This was published 4 months ago
Le Pen faces criminal investigation for French election campaign funding
By Gaspard Sebag and Ania Nussbaum
Paris: French far-right leader Marine Le Pen faces an investigation over suspicions of illegal campaign financing related to her unsuccessful 2022 bid for the presidency – just as a poll places her as the frontrunner in the next race.
The Paris prosecutor opened the case after it was alerted by the country’s campaign-funding watchdog in 2023, an official said in an email. The probe was escalated last week and passed on to an investigative judge with wider powers.
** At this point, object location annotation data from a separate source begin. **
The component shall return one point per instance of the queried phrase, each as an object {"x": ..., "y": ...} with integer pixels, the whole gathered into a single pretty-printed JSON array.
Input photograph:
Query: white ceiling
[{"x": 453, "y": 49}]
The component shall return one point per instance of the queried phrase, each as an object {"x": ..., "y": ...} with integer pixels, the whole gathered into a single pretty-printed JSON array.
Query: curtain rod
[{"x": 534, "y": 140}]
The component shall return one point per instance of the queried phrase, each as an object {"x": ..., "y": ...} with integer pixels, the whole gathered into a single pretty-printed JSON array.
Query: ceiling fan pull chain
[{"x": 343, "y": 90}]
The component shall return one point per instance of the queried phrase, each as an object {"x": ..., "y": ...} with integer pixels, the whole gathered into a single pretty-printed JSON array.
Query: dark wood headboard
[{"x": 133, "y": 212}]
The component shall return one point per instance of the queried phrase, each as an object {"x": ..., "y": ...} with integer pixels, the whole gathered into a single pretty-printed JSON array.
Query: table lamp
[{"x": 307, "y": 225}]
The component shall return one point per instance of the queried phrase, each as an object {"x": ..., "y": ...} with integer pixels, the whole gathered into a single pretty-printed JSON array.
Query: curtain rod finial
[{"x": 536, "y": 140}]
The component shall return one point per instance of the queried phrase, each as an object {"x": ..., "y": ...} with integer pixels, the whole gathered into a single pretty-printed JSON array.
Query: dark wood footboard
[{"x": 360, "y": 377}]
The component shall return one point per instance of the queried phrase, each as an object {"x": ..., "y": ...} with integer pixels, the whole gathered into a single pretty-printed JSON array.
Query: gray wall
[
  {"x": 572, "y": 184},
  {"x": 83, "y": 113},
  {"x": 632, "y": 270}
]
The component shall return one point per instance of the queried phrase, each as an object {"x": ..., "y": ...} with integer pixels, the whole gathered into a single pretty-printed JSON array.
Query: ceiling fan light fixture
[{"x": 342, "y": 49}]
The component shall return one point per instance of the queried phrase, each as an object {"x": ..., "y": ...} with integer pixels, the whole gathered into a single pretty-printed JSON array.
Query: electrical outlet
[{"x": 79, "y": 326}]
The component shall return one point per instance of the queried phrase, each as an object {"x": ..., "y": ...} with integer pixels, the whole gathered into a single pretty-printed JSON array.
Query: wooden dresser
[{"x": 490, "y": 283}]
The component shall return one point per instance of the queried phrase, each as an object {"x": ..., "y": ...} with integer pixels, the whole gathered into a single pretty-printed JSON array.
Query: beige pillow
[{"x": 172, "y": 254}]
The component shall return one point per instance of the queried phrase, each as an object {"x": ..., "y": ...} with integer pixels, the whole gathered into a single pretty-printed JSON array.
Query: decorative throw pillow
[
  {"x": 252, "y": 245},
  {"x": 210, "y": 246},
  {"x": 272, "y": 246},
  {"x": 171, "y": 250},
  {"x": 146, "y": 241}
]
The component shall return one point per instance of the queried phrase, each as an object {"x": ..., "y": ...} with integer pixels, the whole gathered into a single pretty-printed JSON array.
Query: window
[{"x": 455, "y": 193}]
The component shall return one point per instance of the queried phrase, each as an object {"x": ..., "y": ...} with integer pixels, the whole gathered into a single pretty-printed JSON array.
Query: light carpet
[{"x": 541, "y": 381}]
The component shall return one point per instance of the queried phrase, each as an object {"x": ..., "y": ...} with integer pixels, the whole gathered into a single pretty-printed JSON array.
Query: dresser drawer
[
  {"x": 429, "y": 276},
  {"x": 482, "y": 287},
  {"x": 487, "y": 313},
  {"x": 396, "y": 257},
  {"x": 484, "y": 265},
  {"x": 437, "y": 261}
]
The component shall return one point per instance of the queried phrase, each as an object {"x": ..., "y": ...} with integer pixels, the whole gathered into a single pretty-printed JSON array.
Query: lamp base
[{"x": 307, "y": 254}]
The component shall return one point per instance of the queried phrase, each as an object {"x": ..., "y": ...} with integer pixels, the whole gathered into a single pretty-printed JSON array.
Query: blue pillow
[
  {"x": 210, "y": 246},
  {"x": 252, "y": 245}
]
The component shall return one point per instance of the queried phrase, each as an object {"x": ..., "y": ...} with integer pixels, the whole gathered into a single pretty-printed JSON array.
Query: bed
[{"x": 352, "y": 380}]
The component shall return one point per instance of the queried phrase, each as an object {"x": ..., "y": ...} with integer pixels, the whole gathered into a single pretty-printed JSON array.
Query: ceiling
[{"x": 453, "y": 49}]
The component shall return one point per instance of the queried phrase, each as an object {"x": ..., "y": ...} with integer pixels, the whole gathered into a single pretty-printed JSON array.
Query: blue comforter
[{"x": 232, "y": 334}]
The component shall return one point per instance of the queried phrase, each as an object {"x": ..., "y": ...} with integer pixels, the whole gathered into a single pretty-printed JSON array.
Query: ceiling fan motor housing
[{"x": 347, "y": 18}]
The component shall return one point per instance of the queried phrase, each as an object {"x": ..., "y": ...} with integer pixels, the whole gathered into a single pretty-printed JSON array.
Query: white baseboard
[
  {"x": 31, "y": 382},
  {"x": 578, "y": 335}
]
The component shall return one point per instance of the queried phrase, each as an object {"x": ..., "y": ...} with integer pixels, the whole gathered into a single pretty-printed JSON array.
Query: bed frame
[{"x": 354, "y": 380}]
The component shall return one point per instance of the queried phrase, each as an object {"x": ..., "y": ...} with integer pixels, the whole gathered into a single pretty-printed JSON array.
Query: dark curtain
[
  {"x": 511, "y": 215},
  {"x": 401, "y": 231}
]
The investigation caps a disappointing week for Le Pen, whose National Rally fell to third place in Sunday’s legislative ballot. Still, the far-right party and its allies won 143 seats in France’s National Assembly – a quarter of the total and a record for the group. About a decade ago, it had just two seats in the lower house of parliament. Furthermore, a poll on Tuesday suggested that she would lead the first round of the next French presidential election in 2027.
The probe would not be Le Pen’s first brush with the law. At the end of September, she goes on trial over allegations that she and her party diverted millions of euros in European Union funds to build up a platform in France.
The 2022 campaign finance case could take years to come to a conclusion. It will examine suspicions that Le Pen accepted a loan from a legal entity – for example, an association or a company – which is unlawful in France. The probe will also look into possible misappropriation of assets by persons holding public office, fraud and forgery.
A representative for Le Pen declined to provide an immediate comment on the investigation.
Le Pen has failed twice in her bid for the French presidency in contests against Emmanuel Macron – in 2017 and 2022 – but has increased her share of the vote each time. She has widened her appeal by trying to bring her party more into the mainstream, distancing it from the overt racism of her father, Jean-Marie Le Pen, who co-founded the party.
Toluna-Harris Interactive has published a poll examining four scenarios pitting her against candidates from the left and the centre. They don’t include Macron, who can’t run for a third consecutive term.
In all cases, Le Pen would get 31 per cent or 32 per cent of the presidential vote in the first round, putting her in the runoff. The scenarios set her against Macron’s former centrist prime minister, Edouard Philippe, seen getting 22 per cent to 24 per cent, or current leader Gabriel Attal, set to garner 20 per cent to 23 per cent.